Restaurant Review

Carriage House Bistro & Bar

The restaurant at the Papermill Playhouse provides reasonably priced food and efficient service that gets you into your theater seat on time.

The renovated Carriage House at the Papermill Playhouse in Millburn, much like the venerable theater across the red stone patio, plays to different audiences at different times.
    
As a place to eat before a performance, it provides unambitious but satisfying food at a reasonable price, on-site (though not free) parking and efficient service that gets you into your theater seat without feeling rushed.
     
As a destination restaurant on its own merits, it falls a bit short.
    
But give Holly Guber credit.
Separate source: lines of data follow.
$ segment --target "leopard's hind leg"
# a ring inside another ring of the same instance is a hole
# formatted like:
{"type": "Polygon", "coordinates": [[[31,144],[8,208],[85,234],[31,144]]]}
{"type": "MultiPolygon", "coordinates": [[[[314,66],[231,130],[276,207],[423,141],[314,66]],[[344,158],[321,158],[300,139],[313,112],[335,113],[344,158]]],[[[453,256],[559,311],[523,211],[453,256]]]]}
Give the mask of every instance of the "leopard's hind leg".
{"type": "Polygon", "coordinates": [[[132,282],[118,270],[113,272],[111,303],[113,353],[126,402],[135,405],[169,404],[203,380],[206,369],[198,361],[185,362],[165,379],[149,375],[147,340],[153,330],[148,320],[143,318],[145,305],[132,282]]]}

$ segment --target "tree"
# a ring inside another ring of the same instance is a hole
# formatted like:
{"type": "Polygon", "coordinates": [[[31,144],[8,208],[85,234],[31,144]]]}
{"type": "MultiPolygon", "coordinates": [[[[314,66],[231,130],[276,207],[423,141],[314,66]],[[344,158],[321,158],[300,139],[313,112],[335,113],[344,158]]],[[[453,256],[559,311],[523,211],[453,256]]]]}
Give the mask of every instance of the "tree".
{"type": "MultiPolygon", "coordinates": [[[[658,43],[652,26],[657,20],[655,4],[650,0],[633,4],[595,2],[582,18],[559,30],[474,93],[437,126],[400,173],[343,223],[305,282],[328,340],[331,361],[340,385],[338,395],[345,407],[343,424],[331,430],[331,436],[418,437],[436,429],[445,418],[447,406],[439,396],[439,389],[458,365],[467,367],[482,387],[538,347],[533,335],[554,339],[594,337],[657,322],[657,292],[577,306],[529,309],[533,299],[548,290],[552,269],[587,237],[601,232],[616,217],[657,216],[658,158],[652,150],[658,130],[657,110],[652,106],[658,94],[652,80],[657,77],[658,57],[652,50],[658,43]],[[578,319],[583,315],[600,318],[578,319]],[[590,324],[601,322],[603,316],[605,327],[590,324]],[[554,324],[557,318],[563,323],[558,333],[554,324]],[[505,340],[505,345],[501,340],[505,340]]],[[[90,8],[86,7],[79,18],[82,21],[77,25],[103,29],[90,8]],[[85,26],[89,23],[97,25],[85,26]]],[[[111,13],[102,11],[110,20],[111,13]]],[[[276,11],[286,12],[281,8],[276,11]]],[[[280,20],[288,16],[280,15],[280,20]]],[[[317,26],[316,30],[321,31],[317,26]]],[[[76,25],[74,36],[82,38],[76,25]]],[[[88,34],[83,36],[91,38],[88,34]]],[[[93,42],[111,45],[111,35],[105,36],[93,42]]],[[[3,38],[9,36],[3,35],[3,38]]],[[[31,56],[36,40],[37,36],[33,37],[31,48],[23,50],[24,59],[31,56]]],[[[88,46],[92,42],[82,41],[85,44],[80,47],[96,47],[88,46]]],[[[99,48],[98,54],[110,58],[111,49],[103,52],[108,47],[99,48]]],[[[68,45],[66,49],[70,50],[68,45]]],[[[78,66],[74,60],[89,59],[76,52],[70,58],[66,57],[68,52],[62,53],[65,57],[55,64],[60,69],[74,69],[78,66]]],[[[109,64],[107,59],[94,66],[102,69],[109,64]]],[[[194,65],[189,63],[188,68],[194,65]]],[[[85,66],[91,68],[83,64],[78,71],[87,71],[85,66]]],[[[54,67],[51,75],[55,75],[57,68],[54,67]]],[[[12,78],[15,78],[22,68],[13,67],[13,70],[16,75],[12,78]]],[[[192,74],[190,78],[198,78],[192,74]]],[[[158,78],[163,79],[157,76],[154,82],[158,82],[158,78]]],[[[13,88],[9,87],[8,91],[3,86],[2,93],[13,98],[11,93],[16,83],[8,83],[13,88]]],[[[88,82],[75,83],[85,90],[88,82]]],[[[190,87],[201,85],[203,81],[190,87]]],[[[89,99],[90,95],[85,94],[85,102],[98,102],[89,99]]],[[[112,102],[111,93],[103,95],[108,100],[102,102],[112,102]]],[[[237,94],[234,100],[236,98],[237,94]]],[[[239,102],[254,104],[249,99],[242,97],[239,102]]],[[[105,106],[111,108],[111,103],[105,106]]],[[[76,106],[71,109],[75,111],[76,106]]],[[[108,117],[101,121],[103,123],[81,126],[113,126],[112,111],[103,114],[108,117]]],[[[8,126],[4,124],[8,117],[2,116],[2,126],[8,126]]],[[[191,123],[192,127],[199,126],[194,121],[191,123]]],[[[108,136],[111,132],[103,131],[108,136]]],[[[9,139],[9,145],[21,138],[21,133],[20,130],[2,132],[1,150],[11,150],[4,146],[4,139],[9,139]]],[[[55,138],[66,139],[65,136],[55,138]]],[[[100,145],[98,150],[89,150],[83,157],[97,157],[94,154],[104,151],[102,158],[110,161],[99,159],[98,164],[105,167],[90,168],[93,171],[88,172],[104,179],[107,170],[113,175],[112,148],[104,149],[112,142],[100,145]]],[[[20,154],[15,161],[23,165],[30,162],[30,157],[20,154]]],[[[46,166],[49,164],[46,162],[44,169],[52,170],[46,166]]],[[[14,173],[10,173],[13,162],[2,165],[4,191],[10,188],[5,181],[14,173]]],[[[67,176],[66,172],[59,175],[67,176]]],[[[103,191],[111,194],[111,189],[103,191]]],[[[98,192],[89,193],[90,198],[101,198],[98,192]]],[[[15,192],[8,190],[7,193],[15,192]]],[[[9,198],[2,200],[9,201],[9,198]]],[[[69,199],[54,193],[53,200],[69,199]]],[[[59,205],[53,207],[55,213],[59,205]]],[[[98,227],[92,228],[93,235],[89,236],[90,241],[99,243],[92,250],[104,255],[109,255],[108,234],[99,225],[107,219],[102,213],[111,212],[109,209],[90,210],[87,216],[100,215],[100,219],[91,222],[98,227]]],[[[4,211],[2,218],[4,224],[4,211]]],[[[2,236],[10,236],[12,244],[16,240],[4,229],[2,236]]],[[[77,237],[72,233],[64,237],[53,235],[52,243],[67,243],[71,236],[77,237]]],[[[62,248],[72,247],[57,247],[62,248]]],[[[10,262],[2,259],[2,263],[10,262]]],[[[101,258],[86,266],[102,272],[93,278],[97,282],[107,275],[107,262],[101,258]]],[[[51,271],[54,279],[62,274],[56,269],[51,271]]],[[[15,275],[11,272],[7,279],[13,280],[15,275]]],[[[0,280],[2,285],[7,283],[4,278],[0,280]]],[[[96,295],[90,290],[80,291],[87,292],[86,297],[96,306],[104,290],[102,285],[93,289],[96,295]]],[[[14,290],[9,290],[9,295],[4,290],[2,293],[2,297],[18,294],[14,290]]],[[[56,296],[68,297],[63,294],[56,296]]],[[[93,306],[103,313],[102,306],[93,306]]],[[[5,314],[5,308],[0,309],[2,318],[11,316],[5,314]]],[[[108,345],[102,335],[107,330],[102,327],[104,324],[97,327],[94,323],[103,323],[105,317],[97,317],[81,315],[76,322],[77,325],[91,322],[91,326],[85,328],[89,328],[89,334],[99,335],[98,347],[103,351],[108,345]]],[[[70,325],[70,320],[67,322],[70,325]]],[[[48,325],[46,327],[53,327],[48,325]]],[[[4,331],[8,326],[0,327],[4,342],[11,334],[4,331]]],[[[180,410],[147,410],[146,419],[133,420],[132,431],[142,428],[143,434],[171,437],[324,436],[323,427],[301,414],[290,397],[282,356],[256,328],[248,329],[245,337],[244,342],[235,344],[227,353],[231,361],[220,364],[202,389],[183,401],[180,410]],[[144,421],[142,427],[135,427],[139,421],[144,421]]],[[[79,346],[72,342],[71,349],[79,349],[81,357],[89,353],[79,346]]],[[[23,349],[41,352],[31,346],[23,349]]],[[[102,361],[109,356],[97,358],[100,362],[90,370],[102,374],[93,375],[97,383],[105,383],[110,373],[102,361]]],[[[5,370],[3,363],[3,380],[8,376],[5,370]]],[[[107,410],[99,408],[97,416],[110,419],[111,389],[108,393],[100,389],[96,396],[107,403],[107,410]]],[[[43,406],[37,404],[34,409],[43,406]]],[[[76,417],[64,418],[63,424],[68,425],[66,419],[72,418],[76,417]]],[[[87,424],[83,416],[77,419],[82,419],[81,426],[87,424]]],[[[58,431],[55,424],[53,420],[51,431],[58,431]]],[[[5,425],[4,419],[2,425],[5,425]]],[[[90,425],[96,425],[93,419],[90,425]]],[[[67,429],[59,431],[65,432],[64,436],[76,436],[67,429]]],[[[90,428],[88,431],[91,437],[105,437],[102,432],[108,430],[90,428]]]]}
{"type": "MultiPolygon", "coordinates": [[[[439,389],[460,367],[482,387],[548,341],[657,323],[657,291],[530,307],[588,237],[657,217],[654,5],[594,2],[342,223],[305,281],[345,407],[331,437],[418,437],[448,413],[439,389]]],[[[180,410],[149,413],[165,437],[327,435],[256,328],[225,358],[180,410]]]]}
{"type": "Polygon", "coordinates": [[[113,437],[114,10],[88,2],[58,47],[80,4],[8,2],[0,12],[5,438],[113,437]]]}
She took over as executive chef when Carriage House reopened in late 2012 after a major renovation. Until recently, she had to switch between a three-course, prix-fixe, pre-theater menu and an à la carte menu offered only when the theater was dark. 
    
The back-and-forth called for “mental gymnastics,” she told me in a phone interview after my visits. “During shows, it’s more like a catering event. Diners arrive at basically the same time and leave 15 minutes before curtain.”
    
As for à la carte, “It has taken time to build a local following,” she acknowledged, “because we lose momentum with each new production.”

Perhaps the hill proved too steep to climb, because the à la carte experiment was abandoned as of January 1, shortly after I spoke with Guber. I had already completed my visits, so what follows simply reflects my experience of the food and service with her at the helm.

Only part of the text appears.